The word “reliability” means consistent performance and, in this context, it means redundant operation of the application. When we build and deploy our applications in Azure, we need to make sure that they are reliable. In our on-premises environment, we use different redundancy techniques to make sure that our application and data are available even if there is a failure. For example, we use Redundant Array of Independent Disks (RAID) on-premises, where we replicate the data using multiple disks to increase data reliability.

In Azure or any other cloud, the first and foremost thing we need to admit is that there are chances of failure and it’s not completely failproof. Keeping this in mind, we need to design our applications in a reliable manner by making use of different cloud features. Incorporating these techniques in the design will avoid a single point of failure (SPOF).

The level of reliability is often driven by the service-level agreement (SLA) required by the application or end users. For example, a single VM with a premium disk offers 99.9% uptime, but if a failure happens on the host server in the Azure data center, your VM will face downtime. Here, we can leverage availability sets or availability zones, which will help you deploy multiple VMs across fault domains/update domains or zones. By doing so, the SLA can be increased to 99.95% for availability sets and 99.99% for availability zones. Always keep in mind that to get this SLA, you need to have at least two VMs deployed across the availability sets or zones. Earlier, we read that the pillars of the WAF are interconnected, and they work hand in hand. However, in this case, if you want to increase reliability, you need to deploy multiple instances of your application, and what that essentially means is your costs will increase. Remember that these pillars work hand in hand, and sometimes there will be trade-offs, as we have seen in this scenario.

Security

Security in public clouds was—and is always—a concern for enterprise customers because of the complexity and the way attackers are coming up with new types of attacks.
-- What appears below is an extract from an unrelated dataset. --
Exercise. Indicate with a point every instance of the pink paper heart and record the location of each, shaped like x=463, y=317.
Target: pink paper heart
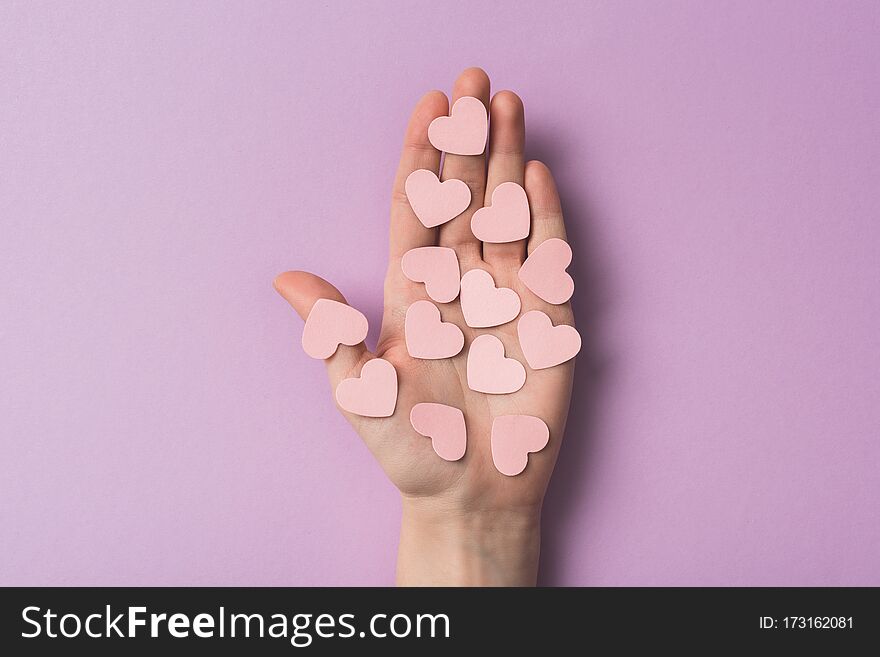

Coping with these types of attacks is always a challenge, and finding the right skills to mitigate these attacks is not easy for organizations. In Azure, we follow the shared responsibility model; the model defines the responsibilities of Microsoft and its customers based on the technology. If we take Infrastructure-as-a-Service (IaaS) solutions such as VMs, more responsibility is with the customer, and Microsoft is responsible for the security of the underlying infrastructure. The levels of responsibilities will shift more to Microsoft if you choose a Platform-as-a-Service (PaaS) solution.

It’s very important to leverage the different security options provided by Azure to improve the security of our workloads. In the security pillar, we will assess the workloads and make sure they align with the security best practices outlined by Microsoft. As we progress, in Chapter 7, Leveraging the Security Pillar, we will take a holistic approach to security and how to build secure applications.